Die Außenperspektive
Innenperspektive-Optimismus korrigieren mit Basisraten, Geschichte und kalibrierter Demut
Was ist die Außenperspektive, und wie hilft sie?
Die Außenperspektive, ein Konzept, das Kahneman mit Amos Tversky entwickelte, bedeutet, von den Einzelheiten deiner Situation zurückzutreten und zu fragen: Wie liefen Dinge wie diese in der Vergangenheit normalerweise? Sie korrigiert zuverlässig die Optimismusverzerrung, die in narrativbasierter (Innenperspektive-)Planung eingebaut ist, und die Forschungsbasis — besonders zu Planungs- und Prognosegenauigkeit — ist umfangreich.

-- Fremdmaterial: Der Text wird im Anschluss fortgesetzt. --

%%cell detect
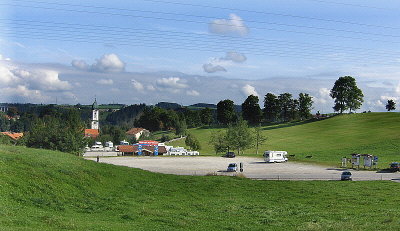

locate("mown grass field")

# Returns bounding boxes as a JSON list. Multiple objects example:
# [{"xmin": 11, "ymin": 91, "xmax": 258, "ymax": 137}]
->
[
  {"xmin": 171, "ymin": 113, "xmax": 400, "ymax": 168},
  {"xmin": 0, "ymin": 146, "xmax": 400, "ymax": 230}
]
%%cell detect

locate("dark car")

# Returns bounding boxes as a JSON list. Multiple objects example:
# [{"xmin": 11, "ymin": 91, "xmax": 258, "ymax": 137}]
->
[
  {"xmin": 340, "ymin": 172, "xmax": 353, "ymax": 180},
  {"xmin": 389, "ymin": 162, "xmax": 400, "ymax": 172},
  {"xmin": 225, "ymin": 152, "xmax": 236, "ymax": 158}
]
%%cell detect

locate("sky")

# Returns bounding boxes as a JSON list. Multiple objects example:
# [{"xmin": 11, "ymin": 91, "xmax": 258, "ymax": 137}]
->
[{"xmin": 0, "ymin": 0, "xmax": 400, "ymax": 113}]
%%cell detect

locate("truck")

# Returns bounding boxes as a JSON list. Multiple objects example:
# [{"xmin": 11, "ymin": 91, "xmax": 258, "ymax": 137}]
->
[{"xmin": 264, "ymin": 151, "xmax": 288, "ymax": 163}]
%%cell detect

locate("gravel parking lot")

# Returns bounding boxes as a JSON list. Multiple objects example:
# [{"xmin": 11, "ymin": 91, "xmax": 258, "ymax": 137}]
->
[{"xmin": 87, "ymin": 156, "xmax": 400, "ymax": 180}]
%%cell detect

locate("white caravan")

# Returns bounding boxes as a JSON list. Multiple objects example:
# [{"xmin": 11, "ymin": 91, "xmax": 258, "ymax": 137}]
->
[{"xmin": 264, "ymin": 151, "xmax": 288, "ymax": 163}]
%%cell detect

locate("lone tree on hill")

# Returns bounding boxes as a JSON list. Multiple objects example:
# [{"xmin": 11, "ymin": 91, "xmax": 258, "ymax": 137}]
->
[
  {"xmin": 299, "ymin": 93, "xmax": 313, "ymax": 120},
  {"xmin": 386, "ymin": 99, "xmax": 396, "ymax": 111},
  {"xmin": 185, "ymin": 133, "xmax": 200, "ymax": 150},
  {"xmin": 242, "ymin": 95, "xmax": 262, "ymax": 124},
  {"xmin": 217, "ymin": 99, "xmax": 236, "ymax": 125},
  {"xmin": 226, "ymin": 118, "xmax": 253, "ymax": 155},
  {"xmin": 330, "ymin": 76, "xmax": 364, "ymax": 113},
  {"xmin": 264, "ymin": 93, "xmax": 279, "ymax": 122}
]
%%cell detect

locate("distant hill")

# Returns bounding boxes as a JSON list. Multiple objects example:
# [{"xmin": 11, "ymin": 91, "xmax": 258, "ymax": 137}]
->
[
  {"xmin": 170, "ymin": 112, "xmax": 400, "ymax": 165},
  {"xmin": 189, "ymin": 103, "xmax": 217, "ymax": 109},
  {"xmin": 155, "ymin": 102, "xmax": 182, "ymax": 110}
]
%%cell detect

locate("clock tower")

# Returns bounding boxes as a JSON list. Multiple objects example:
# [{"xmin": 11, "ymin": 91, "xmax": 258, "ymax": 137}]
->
[{"xmin": 91, "ymin": 98, "xmax": 99, "ymax": 130}]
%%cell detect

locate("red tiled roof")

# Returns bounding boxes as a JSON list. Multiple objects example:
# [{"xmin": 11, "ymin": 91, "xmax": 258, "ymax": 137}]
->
[
  {"xmin": 126, "ymin": 128, "xmax": 146, "ymax": 135},
  {"xmin": 85, "ymin": 129, "xmax": 100, "ymax": 138},
  {"xmin": 1, "ymin": 132, "xmax": 24, "ymax": 140}
]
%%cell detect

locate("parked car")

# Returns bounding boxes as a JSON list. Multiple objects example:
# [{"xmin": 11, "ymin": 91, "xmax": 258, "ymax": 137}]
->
[
  {"xmin": 389, "ymin": 162, "xmax": 400, "ymax": 172},
  {"xmin": 226, "ymin": 163, "xmax": 237, "ymax": 172},
  {"xmin": 340, "ymin": 172, "xmax": 353, "ymax": 180},
  {"xmin": 225, "ymin": 152, "xmax": 236, "ymax": 158}
]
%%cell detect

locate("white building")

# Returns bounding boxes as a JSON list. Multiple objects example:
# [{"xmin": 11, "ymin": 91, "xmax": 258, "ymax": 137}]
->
[{"xmin": 91, "ymin": 99, "xmax": 99, "ymax": 130}]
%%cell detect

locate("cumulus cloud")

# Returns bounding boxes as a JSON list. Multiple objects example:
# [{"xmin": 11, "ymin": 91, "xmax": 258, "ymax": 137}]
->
[
  {"xmin": 203, "ymin": 51, "xmax": 247, "ymax": 73},
  {"xmin": 186, "ymin": 90, "xmax": 200, "ymax": 96},
  {"xmin": 223, "ymin": 51, "xmax": 247, "ymax": 63},
  {"xmin": 0, "ymin": 54, "xmax": 11, "ymax": 61},
  {"xmin": 71, "ymin": 60, "xmax": 90, "ymax": 70},
  {"xmin": 92, "ymin": 54, "xmax": 125, "ymax": 72},
  {"xmin": 208, "ymin": 14, "xmax": 249, "ymax": 36},
  {"xmin": 131, "ymin": 79, "xmax": 144, "ymax": 91},
  {"xmin": 156, "ymin": 77, "xmax": 188, "ymax": 89},
  {"xmin": 97, "ymin": 79, "xmax": 114, "ymax": 85},
  {"xmin": 71, "ymin": 54, "xmax": 125, "ymax": 73},
  {"xmin": 241, "ymin": 84, "xmax": 258, "ymax": 96},
  {"xmin": 203, "ymin": 63, "xmax": 226, "ymax": 73}
]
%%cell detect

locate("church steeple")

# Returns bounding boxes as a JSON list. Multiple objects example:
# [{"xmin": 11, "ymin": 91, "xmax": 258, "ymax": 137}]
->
[{"xmin": 91, "ymin": 98, "xmax": 99, "ymax": 130}]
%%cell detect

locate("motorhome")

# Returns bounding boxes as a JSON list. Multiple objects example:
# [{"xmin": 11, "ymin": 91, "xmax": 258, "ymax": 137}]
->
[{"xmin": 264, "ymin": 151, "xmax": 288, "ymax": 163}]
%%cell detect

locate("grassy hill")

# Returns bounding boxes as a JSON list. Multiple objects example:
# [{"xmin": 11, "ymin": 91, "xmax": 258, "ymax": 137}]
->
[
  {"xmin": 0, "ymin": 146, "xmax": 400, "ymax": 230},
  {"xmin": 171, "ymin": 113, "xmax": 400, "ymax": 167}
]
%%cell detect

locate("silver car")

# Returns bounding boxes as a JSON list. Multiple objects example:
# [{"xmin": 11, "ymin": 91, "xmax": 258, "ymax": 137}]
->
[{"xmin": 226, "ymin": 163, "xmax": 237, "ymax": 172}]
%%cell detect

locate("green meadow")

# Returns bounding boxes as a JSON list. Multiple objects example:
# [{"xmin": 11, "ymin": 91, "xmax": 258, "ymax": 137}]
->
[
  {"xmin": 170, "ymin": 112, "xmax": 400, "ymax": 168},
  {"xmin": 0, "ymin": 145, "xmax": 400, "ymax": 230}
]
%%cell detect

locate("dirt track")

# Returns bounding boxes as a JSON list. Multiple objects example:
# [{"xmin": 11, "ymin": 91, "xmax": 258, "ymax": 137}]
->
[{"xmin": 87, "ymin": 156, "xmax": 400, "ymax": 180}]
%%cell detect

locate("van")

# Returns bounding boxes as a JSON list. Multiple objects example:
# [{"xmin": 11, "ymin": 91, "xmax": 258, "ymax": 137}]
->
[{"xmin": 264, "ymin": 151, "xmax": 288, "ymax": 163}]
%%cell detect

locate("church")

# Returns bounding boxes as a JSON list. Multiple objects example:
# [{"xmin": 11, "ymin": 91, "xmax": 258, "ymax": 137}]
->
[{"xmin": 85, "ymin": 99, "xmax": 100, "ymax": 139}]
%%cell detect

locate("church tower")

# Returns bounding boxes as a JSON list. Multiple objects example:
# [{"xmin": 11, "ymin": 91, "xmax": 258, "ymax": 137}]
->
[{"xmin": 91, "ymin": 98, "xmax": 99, "ymax": 130}]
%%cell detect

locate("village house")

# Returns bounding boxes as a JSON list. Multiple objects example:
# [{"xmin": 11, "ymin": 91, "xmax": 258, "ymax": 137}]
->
[{"xmin": 126, "ymin": 128, "xmax": 150, "ymax": 140}]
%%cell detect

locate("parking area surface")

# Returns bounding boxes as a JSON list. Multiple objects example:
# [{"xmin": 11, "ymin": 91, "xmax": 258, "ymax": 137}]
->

Die Innenperspektive fühlt sich wie Sorgfalt an: Du studierst die Details deines konkreten Projekts, modellierst seine einzigartigen Merkmale und leitest daraus eine Prognose ab. Kahneman erkannte das als systematische Falle. Die Innenperspektive bringt naturgemäß die Wege hervor, wie Dinge gut laufen könnten (die Logik des Plans), während sie die verteilungsbezogene Wahrheit unterdrückt (die meisten Projekte wie dieses brauchen doppelt so lange und kosten 40 % mehr). Die Außenperspektive ist kein Pessimismus — sie ist die Disziplin, dein Narrativ gegen den historischen Rekord zu prüfen, bevor du dich darauf festlegst. Im Folgenden die Kernübungen, um sie anzunehmen.
Übungen
- Die Außenperspektive vor der Festlegung auf einen bedeutsamen Plan aufrufen
Frage vor dem Finalisieren eines Plans oder einer Prognose als ersten Checkpoint: Wie liefen ähnliche Dinge?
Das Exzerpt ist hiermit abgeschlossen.